Turbofan is separate-flow, two-spool, with a bypass stream and an optional third stream; off-design and map matching hold the bypass ratio at its design value. The optimisation, sensitivity and transient analysis tools also run on it; turbofan transient is two-spool (light HP core leads, heavy LP fan lags, thrust follows the fan).

Turboprop adds a free power turbine and a propeller model; reported power is shaft/equivalent-shaft power, and propeller efficiency is a simple model, not a blade-element one.

Ramjet and scramjet are high-speed, compressor-less cycles: the ramjet uses MIL-spec inlet recovery and subsonic combustion; the scramjet burns supersonically with an equivalence-ratio input and dissociation warnings. Both only produce useful thrust above their characteristic Mach numbers, and the model says so.

Things the analysis tools assume

Transient spool dynamics is the bare rotor-inertia response; a real engine adds a fuel-control acceleration schedule that slows spool-up further. Variable geometry and the afterburner stability loop are turbojet-only and are reduced-order estimates, not combustor chemistry. Optimisation, sensitivity and transient run on the turbojet and turbofan decks (the turbofan transient is two-spool).

Off-design matching reports its iteration count and a work-balance residual on every solve, so the convergence quality is visible rather than hidden.

Bleed and HPT cooling are modelled as bulk mass-flow fractions taken at the HPC exit and re-introduced at the turbine inlet — not as channel-resolved cooling-network geometry. The fractions reduce effective Tt4 by mixing; they do not resolve film cooling.

Combustion is by default a constant-pressure energy balance. Two opt-in higher-fidelity paths are available: an equilibrium combustor (Cantera, all major species), and a separate reduced reactor-network emissions module that returns NOx and CO emission indices and an ICAO LTO aggregate. Both degrade to the constant-cp model when Cantera is not installed.

What is not claimed

No manufacturer-level validation. The model has not been matched to flight-test or manufacturer data for a named engine. Presets are public-estimate starting points, clearly labelled "-like", not the real engine's deck.

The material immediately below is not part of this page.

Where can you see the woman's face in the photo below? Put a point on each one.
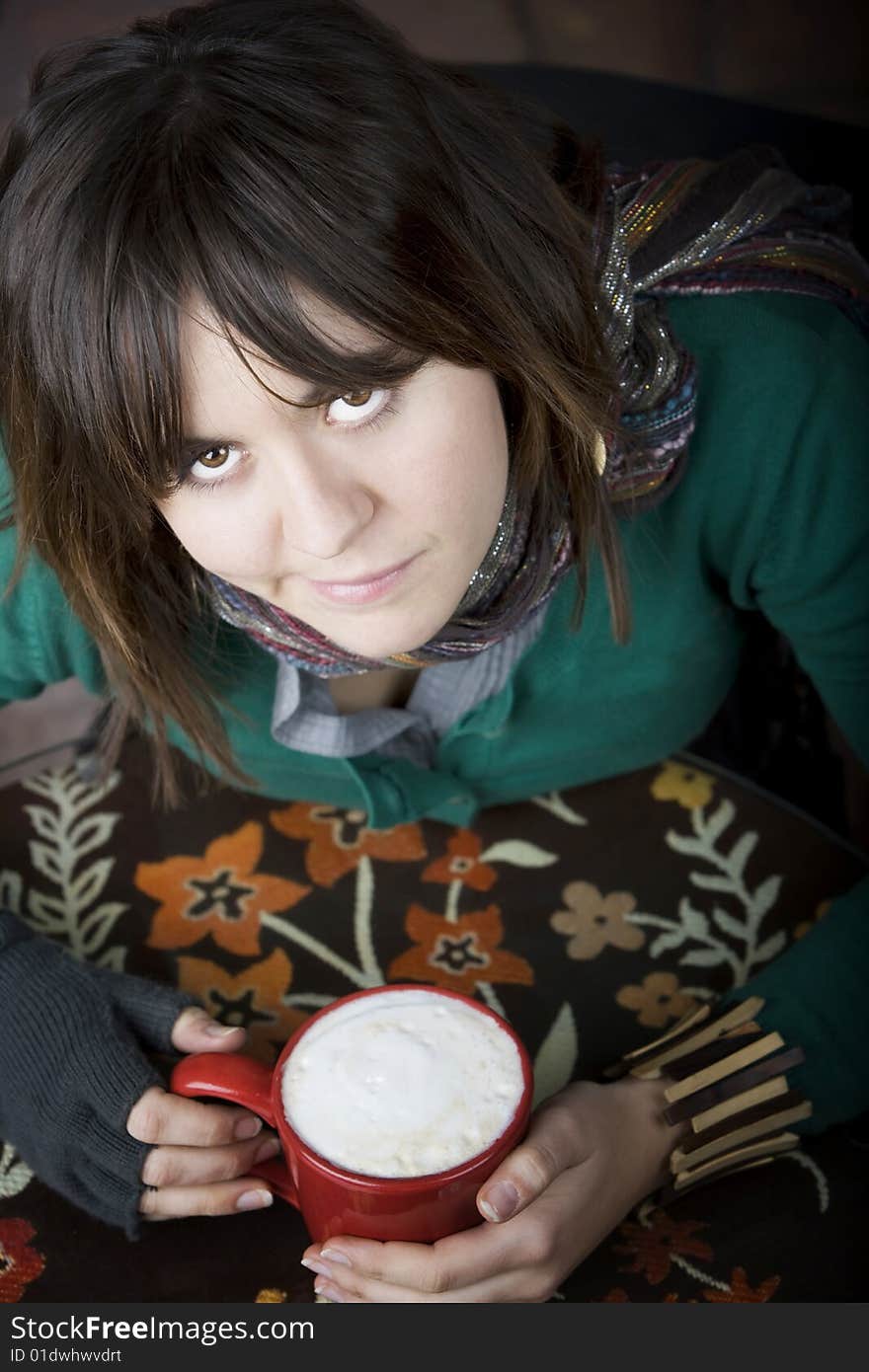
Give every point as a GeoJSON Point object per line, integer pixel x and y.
{"type": "Point", "coordinates": [294, 503]}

Not certification-grade. Everything is reduced-order and educational. Treat every number as trend-correct, not a design figure: useful for understanding why thrust rises with turbine temperature or how bypass trades against specific thrust, not for sizing hardware.

No CFD, no real geometry, no 3-D effects. There are no blade rows, no channel-resolved cooling networks (only the bulk fractions noted above), and no spatial flow field. The maps and the afterburner stability loop are synthetic, sized to the design point, not measured component data.

PropulsionLab is an educational project by Ainesh Das. The models, assumptions and limits described here are stated in good faith; nothing on this page or in the tool is a certified engineering result.